La scarpa veneta a confronto: il Brenta corre, Verona col fiato corto

“A metà degli anni Novanta abbiamo dovuto fare una scelta: puntare su delocalizzazione e prezzo oppure sulla qualità. Abbiamo scelto la seconda e oggi ci sta dando ragione”. Sono i numeri del fatturato e degli impiegati calzaturieri della Riviera del Brenta a sostenere l’analisi di Siro Badon, presidente ACRIB. Nel 2015 il fatturato del distretto calzaturiero veneto ha sfiorato quota 1,7 miliardi di euro, con un incremento del 5% rispetto all’anno precedente.
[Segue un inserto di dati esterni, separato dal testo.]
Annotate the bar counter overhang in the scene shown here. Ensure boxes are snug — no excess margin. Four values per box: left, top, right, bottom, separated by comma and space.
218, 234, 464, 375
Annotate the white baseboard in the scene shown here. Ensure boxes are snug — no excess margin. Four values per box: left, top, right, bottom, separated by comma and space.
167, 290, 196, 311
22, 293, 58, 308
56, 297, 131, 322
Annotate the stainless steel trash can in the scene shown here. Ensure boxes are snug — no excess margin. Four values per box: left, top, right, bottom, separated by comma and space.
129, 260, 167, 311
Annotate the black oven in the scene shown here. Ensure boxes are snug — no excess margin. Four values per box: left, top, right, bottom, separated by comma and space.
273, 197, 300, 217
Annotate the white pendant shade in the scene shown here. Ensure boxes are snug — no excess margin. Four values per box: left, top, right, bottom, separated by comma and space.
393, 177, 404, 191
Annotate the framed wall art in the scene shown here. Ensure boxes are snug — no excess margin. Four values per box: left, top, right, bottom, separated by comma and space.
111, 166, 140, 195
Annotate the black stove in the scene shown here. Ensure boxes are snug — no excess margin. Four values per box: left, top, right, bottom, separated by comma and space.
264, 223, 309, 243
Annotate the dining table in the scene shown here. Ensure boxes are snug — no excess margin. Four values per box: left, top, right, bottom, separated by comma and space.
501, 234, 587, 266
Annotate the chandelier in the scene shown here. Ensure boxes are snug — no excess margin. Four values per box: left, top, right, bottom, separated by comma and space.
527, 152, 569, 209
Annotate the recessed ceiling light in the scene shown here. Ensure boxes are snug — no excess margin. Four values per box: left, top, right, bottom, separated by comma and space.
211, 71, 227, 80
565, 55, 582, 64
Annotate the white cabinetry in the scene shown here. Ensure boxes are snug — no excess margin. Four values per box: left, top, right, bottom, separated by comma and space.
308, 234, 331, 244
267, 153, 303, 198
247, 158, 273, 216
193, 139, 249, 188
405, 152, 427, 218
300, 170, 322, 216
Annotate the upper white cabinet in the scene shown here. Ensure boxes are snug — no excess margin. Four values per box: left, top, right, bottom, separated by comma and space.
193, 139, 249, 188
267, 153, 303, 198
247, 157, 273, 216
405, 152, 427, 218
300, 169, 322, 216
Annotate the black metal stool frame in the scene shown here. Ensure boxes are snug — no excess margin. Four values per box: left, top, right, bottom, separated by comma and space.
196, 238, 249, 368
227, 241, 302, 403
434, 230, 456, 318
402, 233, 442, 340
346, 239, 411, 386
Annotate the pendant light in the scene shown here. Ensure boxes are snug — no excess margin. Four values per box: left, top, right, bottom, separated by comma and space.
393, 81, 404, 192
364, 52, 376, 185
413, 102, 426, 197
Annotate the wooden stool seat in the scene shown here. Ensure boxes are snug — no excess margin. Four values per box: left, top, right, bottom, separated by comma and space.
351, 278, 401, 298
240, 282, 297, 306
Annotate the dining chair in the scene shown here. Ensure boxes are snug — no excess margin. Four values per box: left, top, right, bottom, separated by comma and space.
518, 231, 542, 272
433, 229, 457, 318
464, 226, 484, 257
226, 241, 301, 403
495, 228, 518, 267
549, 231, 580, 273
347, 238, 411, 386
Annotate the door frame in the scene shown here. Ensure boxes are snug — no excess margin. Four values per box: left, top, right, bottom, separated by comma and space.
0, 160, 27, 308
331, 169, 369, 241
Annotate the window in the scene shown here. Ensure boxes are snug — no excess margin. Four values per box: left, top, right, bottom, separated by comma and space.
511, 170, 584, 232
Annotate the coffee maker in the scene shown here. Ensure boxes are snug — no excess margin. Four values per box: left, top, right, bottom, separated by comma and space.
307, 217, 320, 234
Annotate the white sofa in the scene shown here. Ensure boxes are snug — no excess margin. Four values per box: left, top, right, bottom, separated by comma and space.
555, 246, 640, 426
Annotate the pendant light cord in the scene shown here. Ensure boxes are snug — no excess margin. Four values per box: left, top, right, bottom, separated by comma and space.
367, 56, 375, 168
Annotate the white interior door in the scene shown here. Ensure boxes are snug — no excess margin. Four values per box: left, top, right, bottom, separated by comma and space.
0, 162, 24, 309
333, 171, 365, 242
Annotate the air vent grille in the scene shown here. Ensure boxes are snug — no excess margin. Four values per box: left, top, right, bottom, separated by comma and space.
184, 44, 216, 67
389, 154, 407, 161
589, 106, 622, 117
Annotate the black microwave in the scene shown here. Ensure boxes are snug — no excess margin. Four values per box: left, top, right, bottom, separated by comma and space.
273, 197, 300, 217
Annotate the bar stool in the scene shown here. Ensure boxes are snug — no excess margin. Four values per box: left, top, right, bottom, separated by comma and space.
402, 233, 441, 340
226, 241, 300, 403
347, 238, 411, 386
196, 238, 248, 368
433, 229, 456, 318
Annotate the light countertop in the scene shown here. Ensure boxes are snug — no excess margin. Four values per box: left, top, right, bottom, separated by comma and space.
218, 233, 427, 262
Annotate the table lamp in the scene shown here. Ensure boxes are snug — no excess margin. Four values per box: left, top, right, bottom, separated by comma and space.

Dal 2001 a oggi il numero di aziende è diminuito, passando da 993 a 520, e lo stesso ha fatto il numero di calzature realizzate, da 21,3 milioni a 19,4, ma quello dei dipendenti è rimasto inalterato: 10.000 lavoratori focalizzati sulla produzione di scarpe di qualità che vengono esportate per il 92%. Altrove non è stato così. Nel distretto veronese,  ad esempio, il comparto calzaturiero ha visto una diminuzione del 3,2% tra 2014 e 2015 dovuta al fatto che l’Asia, in generale, e la Cina, in particolare, sono competitor quasi impossibili da battere puntando sui volumi. “Però non siamo l’Eldorado” sottolinea ancora una volta Badon, evidenziando che “lavorando con le grandi griffe bisogna essere disponibili ai sacrifici e pronti a investire, anche in maniera importante”.